KAI Commuter menyadari sepenuhnya ketidaknyamanan yang dialami oleh para pengguna jasa. Oleh karena itu, perusahaan menyampaikan permohonan maaf atas gangguan yang terjadi.
- Utamakan Keselamatan: Penumpang diimbau untuk selalu mengutamakan keselamatan diri mereka dalam situasi apa pun.
- Perhatikan Informasi Resmi: Sangat penting bagi pengguna untuk terus memperhatikan informasi terkini dan resmi yang dikeluarkan oleh KAI Commuter.
- Ikuti Arahan Petugas: Selama proses penanganan gangguan berlangsung, patuhi dan ikuti arahan dari petugas yang berjaga di stasiun.
Refleksi dan Antisipasi
Kembalinya gangguan perjalanan KRL akibat banjir menjadi pengingat yang jelas akan kerentanan sistem transportasi perkotaan, khususnya di Jakarta, terhadap fenomena cuaca ekstrem. Wilayah-wilayah yang secara historis rawan tergenang air menjadi titik kritis yang memerlukan perhatian ekstra.

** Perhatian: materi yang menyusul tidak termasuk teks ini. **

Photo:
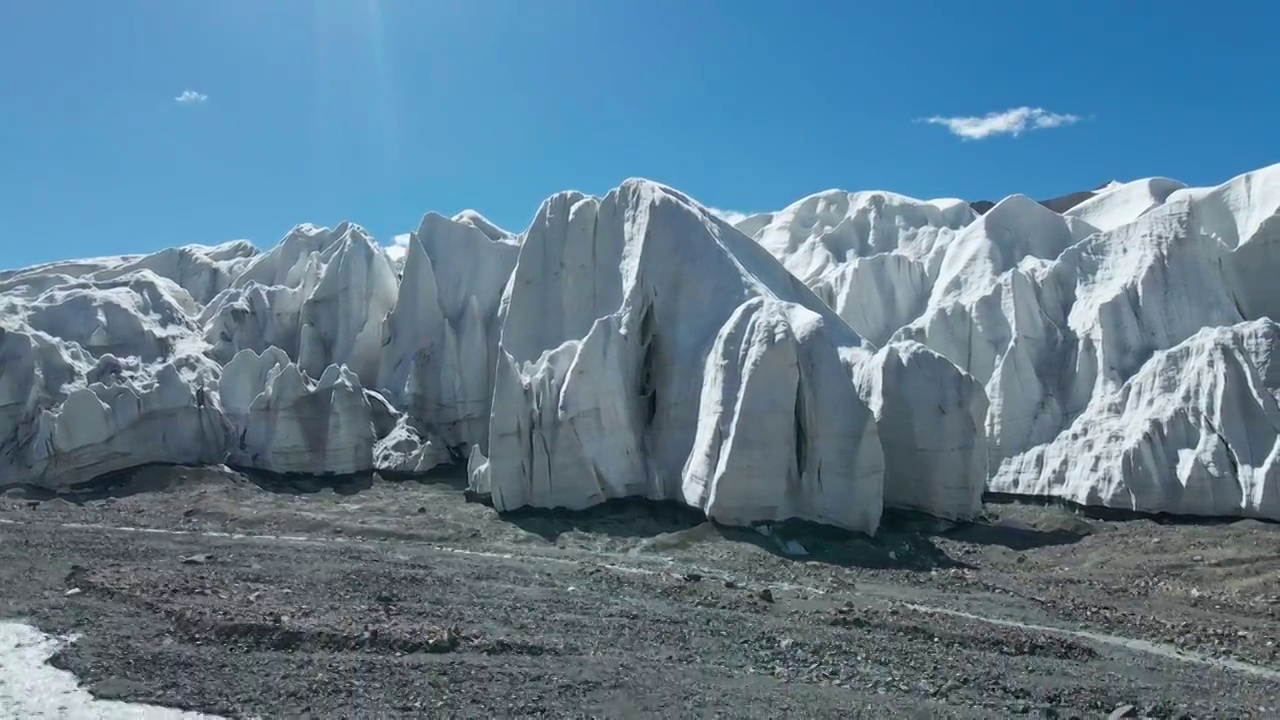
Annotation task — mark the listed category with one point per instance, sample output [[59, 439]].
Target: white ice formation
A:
[[1119, 343], [851, 352]]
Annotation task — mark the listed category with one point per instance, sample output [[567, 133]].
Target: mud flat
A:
[[214, 592]]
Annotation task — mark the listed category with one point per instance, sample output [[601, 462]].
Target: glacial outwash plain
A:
[[865, 455]]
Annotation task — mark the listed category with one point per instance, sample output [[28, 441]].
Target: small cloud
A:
[[1010, 122], [191, 98], [731, 217], [398, 247]]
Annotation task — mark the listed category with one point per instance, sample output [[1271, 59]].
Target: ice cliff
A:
[[1078, 327], [850, 352]]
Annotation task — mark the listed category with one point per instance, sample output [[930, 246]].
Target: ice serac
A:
[[283, 422], [1056, 323], [649, 349], [872, 256], [1120, 204], [931, 418], [439, 342], [319, 295], [1194, 432]]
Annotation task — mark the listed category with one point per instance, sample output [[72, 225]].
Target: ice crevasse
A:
[[850, 352]]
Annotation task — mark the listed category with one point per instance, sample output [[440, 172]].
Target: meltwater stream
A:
[[30, 687]]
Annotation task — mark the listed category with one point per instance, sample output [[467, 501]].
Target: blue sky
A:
[[137, 124]]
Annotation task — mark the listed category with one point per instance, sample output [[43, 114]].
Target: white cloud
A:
[[1010, 122], [191, 98], [731, 217], [398, 247]]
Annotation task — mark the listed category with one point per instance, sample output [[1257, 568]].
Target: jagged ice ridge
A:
[[846, 354]]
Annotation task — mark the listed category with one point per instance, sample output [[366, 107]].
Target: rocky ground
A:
[[209, 591]]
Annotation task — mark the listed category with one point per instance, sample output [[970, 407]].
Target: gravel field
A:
[[204, 589]]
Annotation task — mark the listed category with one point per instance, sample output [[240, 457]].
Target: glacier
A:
[[851, 352]]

Hingga kondisi lintasan dinyatakan aman sepenuhnya oleh pihak berwenang, pengguna Commuter Line diimbau untuk melakukan antisipasi. Menyesuaikan jadwal keberangkatan dan mempertimbangkan kemungkinan adanya keterlambatan adalah langkah bijak yang dapat diambil untuk meminimalkan dampak negatif pada aktivitas sehari-hari. Kesiapsiagaan dan informasi yang akurat menjadi kunci dalam menghadapi kondisi darurat seperti ini.